Une autre chose importante : les mots pour la pensée chinoise détournent la pensée de son sens. Un des principes essentiels de la pensée chinoise (Taoïste comme Confucianiste) est le Dao 道 (communément traduit par « Voie », nous conserverons ici le mot chinois). Le Dao (parfois écrit Tao) a donné naissance, en Français, au mot « Taoïsme », comme religion ou philosophie du Dao. Et, l’ensemble des changements du monde suit ce Dao. Le Dao étant ce qui renferme toutes les potentialités : les changements n’étant que l’expression d’une certaine potentialité, renfermant elle-même d’autres potentialités encore non-réalisées {pour information je trouve que le mot potentialité n’est pas adapté mais je n’ai pas trouvé mieux…}. De ce fait, il est innommable, n’a pas de forme, ni d’expression particulière, il est partout, indiscernable et impalpable (cf Dao de Jing, Lao Zi 道德經).


Le Dao vu comme un amas de potentialités demande une capacité de perception très fine pour entrevoir la potentialité qui serait sur le point de se réaliser.

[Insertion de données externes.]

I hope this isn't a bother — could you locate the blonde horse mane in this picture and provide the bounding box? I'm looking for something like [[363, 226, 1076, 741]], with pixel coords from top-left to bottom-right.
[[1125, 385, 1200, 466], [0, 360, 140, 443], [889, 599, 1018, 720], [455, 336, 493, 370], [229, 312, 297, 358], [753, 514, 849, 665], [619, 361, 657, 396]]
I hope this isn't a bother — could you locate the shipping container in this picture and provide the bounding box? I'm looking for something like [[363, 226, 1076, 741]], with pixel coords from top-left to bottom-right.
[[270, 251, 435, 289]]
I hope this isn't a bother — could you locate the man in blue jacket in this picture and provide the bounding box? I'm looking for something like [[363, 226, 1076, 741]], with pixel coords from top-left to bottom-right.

D’où le sens profond de la connaissance en chinois : Zhile discernement.

Pour éclaircir ce point, je vais à nouveau citer François Jullien qui a fait un travail remarquable sur la question : « Intelligence « contextuelle », l’a-t-on nommée, ramifiante en même temps que globalisante, puisqu’il faut déceler comment, à chaque instant, la configuration est entraînée à basculer d’une certaine façon, et ce en fonction de rapports et de variations formant ensemble, par leur effet d’accouplement, ce que nous nommons ‘situation’. »[7]


La médecine chinoise est une héritière directe de cette pensée.


L’ensemble des fonctionnements du corps étant vus comme l’expression de changements permanents. L’être humain complètement inscrit dans la boule de glaise du monde, évoluant, changeant, bougeant en permanence – non EXtrait de son environnement – le Dao comme fil conducteur de l’ensemble des mutations. De là, afin d’établir une logique de fonctionnement du monde, se calquent des termes comme Qi 氣, Yin Yang 陰陽, Wu Xing 五行, qui n’ont d’autres but que celui de classer et de comprendre les changements perpétuels des choses du monde. Le Qi 氣 pouvant tout aussi bien être attribué à un être humain, qu’à un animal, un objet, un climat, une humeur.


« Je ne crois pas à la médecine chinoise, je suis trop cartésien » est certainement la phrase que j’ai le plus entendue lorsque je dis que je pratique la médecine chinoise.

« Est-ce que cela fonctionne ?», « quel type de maladie guérie-t-on avec la médecine chinoise ? », autant de questions qui reflètent parfaitement l’esprit cartésien dont nous faisons preuve : désir de définition, de compréhension et surtout de preuve tangible pour ne pas faire l’erreur d’aller vers une pratique non scientifique. Je ne le critique pas, je m’inclue également dans cette pensée puisqu’en écrivant cet article je tente à nouveau de comprendre et de définir la médecine chinoise. Cette affirmation n’a jamais été aussi proche de la Vérité : Je ne crois pas à la médecine chinoise, je suis trop cartésien. Évidemment ! Puisque Descartes se retourne probablement dans sa tombe en lisant les textes Classique chinois.



Bien à vous,


Manon.


[1]La pensée chinoise, en vis-à-vis de la philosophie, François Jullien, p.9. [2] -Ex : Préfixe, du latin ex, hors de, qui, placé devant un nom avec un trait d'union, sert à désigner une fonction, un état antérieurs qui ont cessé d'être. Larousse.fr [3] Science : nom féminin. (latin scientia, de scire, savoir) Ensemble cohérent de connaissances relatives à certaines catégories de faits, d'objets ou de phénomènes obéissant à des lois et/ou vérifiés par les méthodes expérimentales. Larrousse.fr [4]Discours de la Méthode, René Descartes. [5]La pensée chinoise, en vis-à-vis de la philosophie, François Jullien, p.19. [6]Sos d’un terrien en détresse, Daniel Balavoine. [7]La pensée chinoise, en vis-à-vis de la philosophie, François Jullien, p.21.